Similarly, in this study the three indexes that were evaluated in Matlatzinca Indigenous women showed enough power of discrimination, WHI being the best CVR predictor. The difference observed was that cut-off points were higher (WC 91, CoI 1.29 and WHI 0.63) than for women from China.
Even though this study and Chen’s study were both carried out in rural communities, the differences may be explained by racial or ethnic characteristics, as well as the sociodemographic conditions in each region53.
WC is one of the most widely used anthropometric indicators for diagnosing central obesity, which is considered as a CVR factor. In this study, WC showed the lowest AUC (0.633) (cut-off point 91 cm, sensitivity 73.0, specificity 59.7). In contrast, in the study of Abulmeaty et al54, in which they assessed the predictive capacity of 12 anthropometric indicators in 390 men and women, WC showed AUC=0.752 (cut-off point 88.5 cm, sensitivity 66.7, specificity 71.2) and it was one of the best CVR predictors.
Despite the criticisms of the use of WC, while WHI is suggested because it includes height, CoI relates weight, height and WC, considering them as better predictors of hypertension, metabolic syndrome and CVR55.
The study had the following limitations: data acquisition was retrospective; only women were included, the analysis being derived from a project with their specific participation; there was no analysis of serum samples to verify the estimation of CVR; self-reported data were used about previous diagnoses of diabetes mellitus, which is an important bias, essentially because a large number of people living with diabetes do not know it; and no data were collected on qualitative aspects of women’s interest in, desire for, and acceptance of CVR identification by anthropometric indicators.
Finally, statistical analysis using ROC curves has a main limitation, which is the use of dichotomous diagnostic criteria (with or without risk), by categorizing continuous outcomes such as weight, height and anthropometric indices analyzed.

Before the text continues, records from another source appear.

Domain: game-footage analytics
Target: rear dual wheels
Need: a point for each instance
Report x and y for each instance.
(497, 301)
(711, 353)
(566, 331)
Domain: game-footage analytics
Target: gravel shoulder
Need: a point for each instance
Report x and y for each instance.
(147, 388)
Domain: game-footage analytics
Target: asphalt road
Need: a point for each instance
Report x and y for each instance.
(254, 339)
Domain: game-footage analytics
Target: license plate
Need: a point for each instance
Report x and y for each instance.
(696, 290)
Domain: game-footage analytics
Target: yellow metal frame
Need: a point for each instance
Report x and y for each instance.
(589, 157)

In view of this, discrete categorization of the data has been used in this analysis, mitigating this limitation.
WHI, CoI and WC showed enough capacity to predict CVR in these Indigenous Mexican women. WHI had the highest power of prediction and balance between sensitivity and specificity in this population.
The clinical use of anthropometric indexes is sufficient to identify CVR in the early stages. The use of WHI in primary health services, especially in rural and Indigenous populations with severely limited resources for health care, is proposed to reduce health gaps in order to improve equity in access to health care.
With this evidence, the Matlatzinca community will benefit by improved access to health care through the identification of CVR without the need to use serum markers only. In addition, existing resources in the rural health system will be optimized.
This study derives from the research project ‘Mesoamerican maize and its scenarios for rural development’, National Council of Science and Technology CB 2009/130947.